Conservation officer Kevin Van Damme said the cougar shot in Coquitam just after 8 a.m. PT Thursday was believed to be about one year old.
Van Damme said officers started tracking the cougar at 4 a.m. with the help of dogs.
"We heard the dogs this morning. We heard them up and down the trail here," said area resident Mona Lemoine. "It's a wild animal, it's a beautiful animal and so it's dangerous and that's unfortunate."
Van Damme said officers had no option but to shoot the cougar because they feared it would return if relocated. He said the cougar did not show fear of human interaction, prompting worries it would exhibit aggressive behaviour.
While officers don't believe another cougar is in the area, they are still urging residents to be cautious.
Officers had been looking for the cougar near Coquitlam River Park after repeated sightings, including some in nearby backyards.
Park-goers were asked to stay out of the area and exercise caution in all areas adjacent to the Coquitlam River, which runs through the park.

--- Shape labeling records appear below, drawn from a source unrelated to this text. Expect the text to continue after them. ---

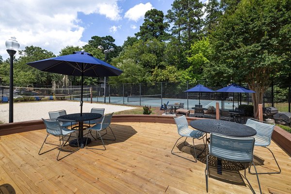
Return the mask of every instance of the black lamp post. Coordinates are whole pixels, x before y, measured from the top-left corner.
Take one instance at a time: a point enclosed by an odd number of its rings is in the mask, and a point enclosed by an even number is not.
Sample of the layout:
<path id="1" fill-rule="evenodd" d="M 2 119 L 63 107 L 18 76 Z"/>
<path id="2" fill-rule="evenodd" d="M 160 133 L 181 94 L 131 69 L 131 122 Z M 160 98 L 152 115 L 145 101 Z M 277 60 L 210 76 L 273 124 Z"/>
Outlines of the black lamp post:
<path id="1" fill-rule="evenodd" d="M 13 56 L 19 48 L 19 44 L 16 38 L 11 37 L 7 40 L 5 45 L 8 54 L 10 56 L 10 71 L 9 75 L 9 122 L 13 122 Z"/>
<path id="2" fill-rule="evenodd" d="M 103 47 L 101 45 L 98 46 L 98 48 L 100 50 L 103 50 Z M 108 53 L 114 51 L 114 48 L 111 48 L 109 49 L 104 50 L 103 51 L 105 55 L 105 61 L 106 62 L 107 59 L 106 56 Z M 104 103 L 106 103 L 106 77 L 104 77 Z"/>

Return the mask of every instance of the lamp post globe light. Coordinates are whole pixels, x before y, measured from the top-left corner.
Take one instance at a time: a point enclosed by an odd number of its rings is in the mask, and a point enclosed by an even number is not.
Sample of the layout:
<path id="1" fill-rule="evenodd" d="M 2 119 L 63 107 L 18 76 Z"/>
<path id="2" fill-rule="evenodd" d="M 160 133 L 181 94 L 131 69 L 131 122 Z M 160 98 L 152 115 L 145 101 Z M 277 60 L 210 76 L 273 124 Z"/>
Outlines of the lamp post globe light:
<path id="1" fill-rule="evenodd" d="M 8 54 L 10 56 L 9 74 L 9 122 L 13 122 L 13 56 L 19 48 L 16 38 L 12 37 L 5 43 Z"/>
<path id="2" fill-rule="evenodd" d="M 98 46 L 98 49 L 100 50 L 103 50 L 103 47 L 101 45 L 99 45 Z M 105 54 L 105 61 L 106 62 L 106 60 L 107 59 L 106 56 L 108 53 L 109 53 L 111 52 L 114 51 L 114 48 L 110 48 L 108 49 L 106 49 L 104 50 L 104 54 Z M 106 103 L 106 77 L 104 77 L 104 103 Z M 109 102 L 110 103 L 110 102 Z"/>

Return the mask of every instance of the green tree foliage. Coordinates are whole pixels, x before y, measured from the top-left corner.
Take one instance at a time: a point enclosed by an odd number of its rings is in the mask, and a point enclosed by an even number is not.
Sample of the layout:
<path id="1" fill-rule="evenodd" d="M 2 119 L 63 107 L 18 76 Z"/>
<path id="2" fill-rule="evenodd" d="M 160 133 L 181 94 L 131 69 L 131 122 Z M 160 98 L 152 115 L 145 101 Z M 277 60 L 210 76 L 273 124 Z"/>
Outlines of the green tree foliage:
<path id="1" fill-rule="evenodd" d="M 192 78 L 203 79 L 204 69 L 209 63 L 209 59 L 212 55 L 208 38 L 203 38 L 192 45 L 190 53 L 191 57 L 187 59 L 191 66 L 187 69 L 187 72 L 189 74 L 192 73 Z"/>
<path id="2" fill-rule="evenodd" d="M 94 51 L 94 49 L 97 49 L 98 46 L 102 46 L 104 50 L 108 49 L 110 48 L 114 48 L 114 51 L 106 54 L 106 61 L 110 62 L 111 59 L 113 58 L 116 57 L 119 54 L 121 51 L 122 47 L 120 46 L 116 45 L 114 42 L 115 39 L 111 36 L 106 36 L 105 37 L 100 37 L 98 36 L 94 36 L 91 37 L 91 40 L 89 40 L 88 44 L 83 47 L 86 52 L 90 52 L 90 51 Z M 103 51 L 102 51 L 103 52 Z M 98 52 L 91 51 L 93 53 L 91 53 L 95 57 L 98 58 L 100 57 Z M 95 55 L 94 55 L 95 54 Z M 104 56 L 104 55 L 103 55 Z M 104 59 L 100 57 L 101 60 Z"/>
<path id="3" fill-rule="evenodd" d="M 37 46 L 26 46 L 18 51 L 19 58 L 14 60 L 14 85 L 27 87 L 32 84 L 50 85 L 52 81 L 61 80 L 62 76 L 56 74 L 44 72 L 27 65 L 26 63 L 55 57 L 51 52 Z M 9 64 L 6 63 L 0 67 L 2 81 L 9 82 Z"/>
<path id="4" fill-rule="evenodd" d="M 73 54 L 75 51 L 80 51 L 81 50 L 82 50 L 82 48 L 80 46 L 66 46 L 61 50 L 60 56 L 63 56 L 64 55 L 70 55 Z"/>
<path id="5" fill-rule="evenodd" d="M 165 31 L 169 25 L 164 22 L 164 14 L 162 11 L 152 9 L 147 11 L 144 21 L 140 27 L 140 31 L 135 34 L 137 37 L 145 41 L 152 39 L 160 41 L 168 39 L 168 34 Z"/>
<path id="6" fill-rule="evenodd" d="M 124 60 L 116 64 L 123 73 L 119 76 L 110 77 L 110 84 L 146 82 L 149 77 L 146 70 L 140 64 L 136 64 L 131 59 Z"/>
<path id="7" fill-rule="evenodd" d="M 253 94 L 256 117 L 272 76 L 290 66 L 291 3 L 243 0 L 233 14 L 226 13 L 211 36 L 214 54 L 209 77 L 247 83 L 257 92 Z"/>
<path id="8" fill-rule="evenodd" d="M 199 0 L 175 0 L 166 17 L 173 25 L 172 34 L 189 49 L 202 35 L 203 4 Z"/>
<path id="9" fill-rule="evenodd" d="M 218 18 L 222 15 L 217 0 L 209 0 L 206 4 L 205 12 L 205 27 L 208 33 L 213 30 L 218 24 Z"/>
<path id="10" fill-rule="evenodd" d="M 181 71 L 178 71 L 176 67 L 168 65 L 164 69 L 155 68 L 152 74 L 151 80 L 154 82 L 174 82 L 180 81 L 181 75 Z"/>

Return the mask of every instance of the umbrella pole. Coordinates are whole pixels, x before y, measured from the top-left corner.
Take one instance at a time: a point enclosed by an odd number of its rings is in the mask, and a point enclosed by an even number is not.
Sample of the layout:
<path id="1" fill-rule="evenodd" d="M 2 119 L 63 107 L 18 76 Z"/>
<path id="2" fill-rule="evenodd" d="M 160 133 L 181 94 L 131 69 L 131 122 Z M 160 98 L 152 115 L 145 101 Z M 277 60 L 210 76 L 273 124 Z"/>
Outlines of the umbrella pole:
<path id="1" fill-rule="evenodd" d="M 233 95 L 233 98 L 232 98 L 232 110 L 234 110 L 234 92 Z"/>
<path id="2" fill-rule="evenodd" d="M 82 69 L 81 70 L 81 100 L 80 101 L 80 106 L 81 106 L 81 116 L 82 116 L 83 111 L 83 81 L 84 79 L 84 63 L 82 64 Z"/>

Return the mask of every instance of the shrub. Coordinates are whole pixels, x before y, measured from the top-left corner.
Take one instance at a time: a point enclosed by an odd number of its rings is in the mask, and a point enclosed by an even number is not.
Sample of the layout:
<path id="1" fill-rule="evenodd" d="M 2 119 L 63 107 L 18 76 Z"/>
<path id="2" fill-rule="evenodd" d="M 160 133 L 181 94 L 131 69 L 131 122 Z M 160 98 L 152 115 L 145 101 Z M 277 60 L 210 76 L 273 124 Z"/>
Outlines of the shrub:
<path id="1" fill-rule="evenodd" d="M 144 112 L 143 112 L 144 115 L 150 115 L 152 112 L 150 106 L 149 107 L 148 106 L 145 105 L 145 106 L 143 107 L 143 109 L 144 109 Z"/>
<path id="2" fill-rule="evenodd" d="M 254 116 L 254 106 L 253 105 L 241 104 L 239 106 L 239 108 L 244 110 L 245 116 L 250 117 Z"/>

3 cougars shot in Castlegar
Meanwhile earlier this week three cougars were shot near Castlegar after they were reportedly stalking the rural community of Robson.
The three juvenile cougars were reported stalking the rural community of Robson Tuesday evening.
Conservation officer Ben Beetlestone got a distressed call from woman saying one of the cougars was attacking a dog.
When he arrived, he shot that cougar while it was chewing on the dog, then shot its two siblings. Remarkably the dog survived the attack.
Beetlestone says the cougars were desperate and had no fear of people.
"They were walking on the street past people without fear. This is another example of wild animals hungry and desperate and lose fear of people and start to do these types of things," said Beetlestone.
Beetlestone says the cats were a year old at most — probably left alone by their mother before they had the proper survival skills.
"This is what you get when you have three siblings that haven't developed the necessary skills to hunt prey on their own so they hunt in communities."